# Work Hours?



## adayinthelife (Jul 19, 2006)

I've been reading a lot about the long hours of a Pastry Chef on this fourm and I was wondering what the typical day/week was like for those in the business (any type of job)?


----------



## foodpump (Oct 10, 2005)

Flexible.

A slough of banquets on the weekend? Work till the prep is done, then work some more plating on the evenings of those events.

Reg. restaurant gig? Work from maybe 2 till close, dessert's always the last to go anyway. If you're the new guy, don't expect to get the plum shifts....


----------



## oldschool1982 (Jun 27, 2006)

As the Exec. I would hit the door around 6:30 am, assign prep lists, prep specials and regular prep items, preset line for lunch, clean coolers of old product, several QC checks, motivate staff, fill in for missing staff, receive orders, place orders, run wheel expo or cook lunch shift, prep for dinner, reset line for dinner, wash dishes, check out cooks/prep staff, finish prep work or assign work to evening staff, receive more orders, complete menu revisions, special sheets for dinner, run station or wheel/expo for dinner shift wash more dishes, assign closing duties for cooks, work station of cook that called off, help close kitchen to save labor, check remaining cooks out, finish any relevant paperwork for the evening, leave building around 11pm or midnight. Start same routine with minor changes the next morning.

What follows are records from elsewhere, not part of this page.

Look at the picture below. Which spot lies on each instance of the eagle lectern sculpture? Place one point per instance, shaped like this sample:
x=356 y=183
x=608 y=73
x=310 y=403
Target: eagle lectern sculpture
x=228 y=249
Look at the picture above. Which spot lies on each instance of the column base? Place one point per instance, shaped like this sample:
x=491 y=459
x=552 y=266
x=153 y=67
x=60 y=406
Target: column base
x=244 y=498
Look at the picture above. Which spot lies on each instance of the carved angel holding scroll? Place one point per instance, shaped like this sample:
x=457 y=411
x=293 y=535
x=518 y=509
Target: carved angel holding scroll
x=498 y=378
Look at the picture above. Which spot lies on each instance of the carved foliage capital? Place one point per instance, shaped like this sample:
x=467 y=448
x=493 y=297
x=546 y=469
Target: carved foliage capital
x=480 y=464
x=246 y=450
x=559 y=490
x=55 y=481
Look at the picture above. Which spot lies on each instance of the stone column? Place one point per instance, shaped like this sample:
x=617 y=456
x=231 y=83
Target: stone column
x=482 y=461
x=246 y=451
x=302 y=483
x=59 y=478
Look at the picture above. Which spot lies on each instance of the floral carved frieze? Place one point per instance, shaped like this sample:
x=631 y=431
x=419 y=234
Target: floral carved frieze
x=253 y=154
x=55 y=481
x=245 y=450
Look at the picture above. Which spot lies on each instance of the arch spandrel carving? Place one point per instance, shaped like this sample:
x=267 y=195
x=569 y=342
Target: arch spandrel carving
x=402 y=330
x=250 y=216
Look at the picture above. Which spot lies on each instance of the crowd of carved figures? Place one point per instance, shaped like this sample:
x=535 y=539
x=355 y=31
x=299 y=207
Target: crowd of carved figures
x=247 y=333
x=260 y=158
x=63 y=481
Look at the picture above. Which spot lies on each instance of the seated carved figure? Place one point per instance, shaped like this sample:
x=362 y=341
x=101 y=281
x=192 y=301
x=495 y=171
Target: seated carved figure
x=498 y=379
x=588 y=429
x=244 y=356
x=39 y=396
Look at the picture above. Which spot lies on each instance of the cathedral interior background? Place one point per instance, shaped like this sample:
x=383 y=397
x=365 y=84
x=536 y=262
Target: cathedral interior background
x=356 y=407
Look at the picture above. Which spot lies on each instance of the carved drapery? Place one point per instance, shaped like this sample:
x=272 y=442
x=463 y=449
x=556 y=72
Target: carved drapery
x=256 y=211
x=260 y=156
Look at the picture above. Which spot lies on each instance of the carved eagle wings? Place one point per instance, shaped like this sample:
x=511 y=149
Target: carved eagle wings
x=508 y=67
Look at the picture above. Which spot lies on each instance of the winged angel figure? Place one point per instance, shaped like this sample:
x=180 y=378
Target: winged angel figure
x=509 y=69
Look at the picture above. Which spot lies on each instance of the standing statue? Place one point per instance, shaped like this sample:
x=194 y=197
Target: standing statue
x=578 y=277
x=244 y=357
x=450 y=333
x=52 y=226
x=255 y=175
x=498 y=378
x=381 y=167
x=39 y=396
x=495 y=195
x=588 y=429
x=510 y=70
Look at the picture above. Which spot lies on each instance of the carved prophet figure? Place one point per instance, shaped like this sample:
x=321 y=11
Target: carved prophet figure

This is really just a brief overview. There are many nuances involved but it does make for a full day. 

When I did Pastry Chef duties, I was usually in the door by 4:30am since breads were baked as well as desserts and Ice Creams prepared. Usually out the door by 5-6pm unless there was a special function.

Gotta Love It!!!!

BTW It wasn't like that every day infact sometimes I was able to get out by 8 pm but it was not very often especially if you're working for the smaller places with less budget to work with.


----------



## adayinthelife (Jul 19, 2006)

Thanks for the replies :roll: . So, I guess it pretty much depends on the job, huh?


----------



## jessiquina (Nov 4, 2005)

i know this is a lame answer. but if you love doing pastries , your work hours dont matter.


----------



## erik (Jan 23, 2006)

Agreed. 

Would you rather do something you loved 60 hours a week or something your hated for 40?


----------



## aprilb (Feb 4, 2006)

Time flys when you're having fun. 

I had so many problems with my former employers about working long hours. Somehow the general consensus in the kitchen was do your job and clock out the instant you can. 

I guess I'm just weird.

:crazy: 

April


----------



## panini (Jul 28, 2001)

I have to agree with Jessiquina, I only count hours if it is somethime I really don't enjoy doing. ie payroll,bookeeping, taxes! etc. So I guess I work about 15-20 hrs a week:bounce:


----------